The Cybertruck’s hood would also need to flex, and there should be no protrusions to gain a good NCAP pedestrian safety score.
“The [Cybertruck’s] large wiper and boss would be a danger area,” predicts Avery.
According to the transport NGOs, the modified Cybertruck was registered in the Czech Republic in July. The Czech Republic’s system of Individual Vehicle Approval was used to register it. The Czech transport ministry said all vehicles in the N1 category, in which the truck was registered, have weight ratios calculated from formulas in EU regulation from 2018. But the vehicle data it provided shows the Cybertruck does not satisfy the formulas when carrying four passengers.

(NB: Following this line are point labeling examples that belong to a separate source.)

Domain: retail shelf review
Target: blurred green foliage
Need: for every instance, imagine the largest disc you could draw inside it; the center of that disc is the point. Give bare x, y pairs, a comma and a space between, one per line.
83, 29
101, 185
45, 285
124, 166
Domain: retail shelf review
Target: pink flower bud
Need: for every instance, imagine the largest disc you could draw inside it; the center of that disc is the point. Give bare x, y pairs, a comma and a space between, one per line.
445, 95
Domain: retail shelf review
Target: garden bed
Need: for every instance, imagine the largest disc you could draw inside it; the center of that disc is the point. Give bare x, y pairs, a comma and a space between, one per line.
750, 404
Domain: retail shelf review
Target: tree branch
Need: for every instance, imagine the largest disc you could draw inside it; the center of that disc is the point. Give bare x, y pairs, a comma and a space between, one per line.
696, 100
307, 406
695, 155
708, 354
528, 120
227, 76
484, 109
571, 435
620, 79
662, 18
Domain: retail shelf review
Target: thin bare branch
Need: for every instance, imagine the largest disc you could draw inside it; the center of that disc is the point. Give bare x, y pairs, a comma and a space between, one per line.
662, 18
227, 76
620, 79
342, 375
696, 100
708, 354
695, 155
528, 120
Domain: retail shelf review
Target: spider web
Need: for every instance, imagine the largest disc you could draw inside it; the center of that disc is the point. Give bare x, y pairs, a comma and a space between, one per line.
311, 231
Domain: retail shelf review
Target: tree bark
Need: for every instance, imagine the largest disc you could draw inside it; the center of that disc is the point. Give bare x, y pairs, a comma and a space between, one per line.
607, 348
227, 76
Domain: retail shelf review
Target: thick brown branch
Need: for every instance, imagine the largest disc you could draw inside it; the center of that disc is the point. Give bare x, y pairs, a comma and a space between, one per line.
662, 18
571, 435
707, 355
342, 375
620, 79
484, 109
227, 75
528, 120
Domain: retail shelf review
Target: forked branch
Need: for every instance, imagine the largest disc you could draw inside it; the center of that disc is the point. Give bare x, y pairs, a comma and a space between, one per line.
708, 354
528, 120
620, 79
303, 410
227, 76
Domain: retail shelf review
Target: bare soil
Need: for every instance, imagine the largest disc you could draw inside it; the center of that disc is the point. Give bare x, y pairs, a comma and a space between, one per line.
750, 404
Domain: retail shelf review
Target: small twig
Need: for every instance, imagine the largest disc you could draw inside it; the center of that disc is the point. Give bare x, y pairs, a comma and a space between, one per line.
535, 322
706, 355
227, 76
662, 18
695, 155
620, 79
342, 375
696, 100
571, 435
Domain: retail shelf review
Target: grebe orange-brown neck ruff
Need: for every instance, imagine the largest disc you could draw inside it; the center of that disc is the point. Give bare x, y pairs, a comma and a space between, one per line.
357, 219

For it to be driven legally in Europe, a Cybertruck customer would need to have a category C license. This is a truck license and is meant for driving vehicles that have a gross vehicle weight rating (GVWR) of more than 3.5 metric tons, or 7,716 lbs.
Norton Slovak, the cofounder of Cybertruck.cz, the company that owns the imported Tesla truck, told The Guardian he was aware of the discrepancy between the vehicle weight and the regulation, but that the “calculations may not fully reflect how these regulations are applied or interpreted by Czech authorities.”
The Czech transport ministry did not see the discrepancy as an issue because the registration was “individual approval of a vehicle from the national scope only on the territory of the Czech Republic” and not a type approval for the EU as a whole.
However, the truck, which the owners rent out for advertising campaigns, has already been driven to other EU member states including Slovakia, where on an Instagram post you can see the company testing “Wade Mode” on the Cybertruck in a lake near Bratislava. Things do not go to plan, and the all-terrain EV gets stuck in the water requiring passersby to help push it out and place boards under the wheels.
Tesla, Norton Slovak, and the Ministry of Transport of the Czech Republic were all contacted for this piece, but none responded.
In their open letter, the transport NGOs argue that if the European Commission fails to act, the importation of this single, rubber-edged Cybertruck could lead to the “mass import of Cybertrucks into Europe,” which, they say, would prove a danger to pedestrians, cyclists, and those motorists not in similarly armored motor vehicles. Euro NCAP seems to agree with that conclusion.